Still, the excitement, hopium, FOMO, and FUD make crypto unique, attractive, stimulating, and “no short of action,” addiction, so much that psychologists say crypto is a rich ground for studying human behavior.
Psychologists have amorphous, somewhat disjointed data (but enough to give a rough idea) to link the crater-jack rise of crypto—the “phenomenon”—to mental health, and the results are back.
They aren’t good.
The verdict is that the undulating euphoric rise and fall of cryptocurrencies continue to spellbind more traders, forcing them to stare at price charts all day, hooked to the dopamine of crypto volatility.
And this is bad for mental health.
Extreme euphoria rallies and devastating dumps punctuate cryptocurrencies, making the sphere exciting and even more stimulating to trade, a drawer for millions more.
However, from an objective analysis, this gyration is the cause of damaging addiction but is damaging since they are all the hallmarks of addiction.
The urge to trade and place compulsive bets on cryptocurrencies is progressively becoming a problem globally.
It is even a problem for psychologists because the sub-sector is relatively new, and even less research has been done in psychology for proper classification of what entails cryptocurrency addiction.
Cryptocurrency addiction, for now, is classified as a sub-type of day-trading addiction that bears similarities with gambling disorder.
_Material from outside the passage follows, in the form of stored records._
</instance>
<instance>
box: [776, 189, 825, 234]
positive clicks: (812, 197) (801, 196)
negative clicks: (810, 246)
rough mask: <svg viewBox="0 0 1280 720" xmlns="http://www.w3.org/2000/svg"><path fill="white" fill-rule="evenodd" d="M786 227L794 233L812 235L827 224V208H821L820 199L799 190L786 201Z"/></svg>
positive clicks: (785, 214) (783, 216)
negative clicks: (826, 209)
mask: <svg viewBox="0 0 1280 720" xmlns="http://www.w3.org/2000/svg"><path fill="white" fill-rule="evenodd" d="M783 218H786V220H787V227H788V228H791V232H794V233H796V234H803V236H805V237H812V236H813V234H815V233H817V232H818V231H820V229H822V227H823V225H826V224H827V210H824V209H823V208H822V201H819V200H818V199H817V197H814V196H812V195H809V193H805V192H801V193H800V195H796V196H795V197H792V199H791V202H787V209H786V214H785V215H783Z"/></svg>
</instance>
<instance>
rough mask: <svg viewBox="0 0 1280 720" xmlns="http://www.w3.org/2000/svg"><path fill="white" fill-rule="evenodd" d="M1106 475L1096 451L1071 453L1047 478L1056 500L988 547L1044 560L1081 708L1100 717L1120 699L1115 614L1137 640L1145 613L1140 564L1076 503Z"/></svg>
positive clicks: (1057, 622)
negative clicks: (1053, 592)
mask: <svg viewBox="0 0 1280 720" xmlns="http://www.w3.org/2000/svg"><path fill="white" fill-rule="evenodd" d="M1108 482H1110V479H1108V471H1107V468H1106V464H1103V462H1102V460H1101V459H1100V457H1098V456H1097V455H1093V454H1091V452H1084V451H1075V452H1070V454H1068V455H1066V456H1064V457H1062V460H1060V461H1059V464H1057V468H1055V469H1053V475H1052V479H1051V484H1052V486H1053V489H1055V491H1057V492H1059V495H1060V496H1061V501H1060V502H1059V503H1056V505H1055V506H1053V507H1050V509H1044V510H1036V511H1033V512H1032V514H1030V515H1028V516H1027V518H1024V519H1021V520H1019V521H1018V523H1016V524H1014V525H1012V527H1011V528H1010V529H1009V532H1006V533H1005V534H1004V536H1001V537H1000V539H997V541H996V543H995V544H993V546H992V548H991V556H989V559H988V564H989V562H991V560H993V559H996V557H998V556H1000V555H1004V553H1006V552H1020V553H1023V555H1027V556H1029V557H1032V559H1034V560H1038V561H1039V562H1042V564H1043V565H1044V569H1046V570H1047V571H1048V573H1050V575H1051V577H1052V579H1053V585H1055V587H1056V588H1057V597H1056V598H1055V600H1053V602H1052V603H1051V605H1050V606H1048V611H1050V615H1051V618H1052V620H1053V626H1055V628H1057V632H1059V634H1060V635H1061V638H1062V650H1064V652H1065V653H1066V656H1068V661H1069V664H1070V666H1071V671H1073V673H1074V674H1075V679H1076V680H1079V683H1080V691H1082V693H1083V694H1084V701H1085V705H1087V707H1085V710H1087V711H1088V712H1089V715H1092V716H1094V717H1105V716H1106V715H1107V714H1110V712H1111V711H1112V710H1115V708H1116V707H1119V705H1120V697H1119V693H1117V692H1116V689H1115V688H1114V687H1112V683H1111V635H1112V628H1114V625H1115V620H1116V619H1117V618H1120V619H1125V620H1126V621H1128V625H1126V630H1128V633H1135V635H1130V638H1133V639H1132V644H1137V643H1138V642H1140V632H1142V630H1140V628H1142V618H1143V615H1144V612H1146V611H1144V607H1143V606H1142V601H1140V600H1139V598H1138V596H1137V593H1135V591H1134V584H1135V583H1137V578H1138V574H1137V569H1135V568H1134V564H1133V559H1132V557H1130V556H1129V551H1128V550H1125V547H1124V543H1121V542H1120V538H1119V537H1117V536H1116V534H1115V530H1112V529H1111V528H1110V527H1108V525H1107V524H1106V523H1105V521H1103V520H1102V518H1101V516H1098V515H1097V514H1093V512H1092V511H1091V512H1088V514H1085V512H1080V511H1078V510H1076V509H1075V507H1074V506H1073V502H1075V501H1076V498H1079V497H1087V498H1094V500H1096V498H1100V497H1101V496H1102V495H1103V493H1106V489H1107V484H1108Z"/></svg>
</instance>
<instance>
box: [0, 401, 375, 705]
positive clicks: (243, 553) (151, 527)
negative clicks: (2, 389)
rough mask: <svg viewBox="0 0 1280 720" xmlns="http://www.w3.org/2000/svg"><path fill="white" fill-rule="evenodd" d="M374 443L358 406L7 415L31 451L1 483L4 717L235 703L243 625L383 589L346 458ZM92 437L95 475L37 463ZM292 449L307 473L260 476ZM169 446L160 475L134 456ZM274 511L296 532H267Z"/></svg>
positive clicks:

For clarity, there is nothing inherently wrong with trading cryptocurrencies. Just like there is nothing wrong with participating in FX, stock trading, and more.
The problem lies in the nature of trading itself. There is instant gratification whenever a take-profit target is hit. Coupled with the huge swings, their risk for addiction is amplified.
How then do you know, despite a string of losses and superficial “immunity” against volatility, will you know of your crypto trading addiction? There ought to be signals when you find yourself increasing risks without an apparent strategy, especially when “chasing a loss.” Second, you have a compulsion to check crypto prices constantly. Because of this, a trader tends to lose interest in social or leisure activities. Fifth, your trading becomes compulsive, and you always learn to engage in a trading activity even when there are no signals. Sixth, mostly because of the string of losses, a trader hides trading activity from loved ones. However, one clear addiction symbol that could potentially wreak havoc is a trader always placing trades despite continuous losses destabilizing his/her finances, relationships, and mental wellbeing.
If you meet even one of the above criteria and symbols, a trader should immediately make a reassessment and take a close look at their trading behaviors.
To help dig yourself out of the crypto and Bitcoin trading addiction hole, a trader should invest more in learning to be aware that the first and hard-fast rule of any investment is not to get involved in a field you barely understand.
Then develop a schedule, develop a strategy, and always never invest money that you can’t afford to lose. When trading, take rests and even engage in other activities like meditation or reading.
Should it be a compulsion, help from loved ones can be sought to stop crypto trading altogether. Medication and medication might help and is also where practical steps such as blocking bank accounts, crypto trading exchanges, and crypto-related materials may come in handy as part of therapy.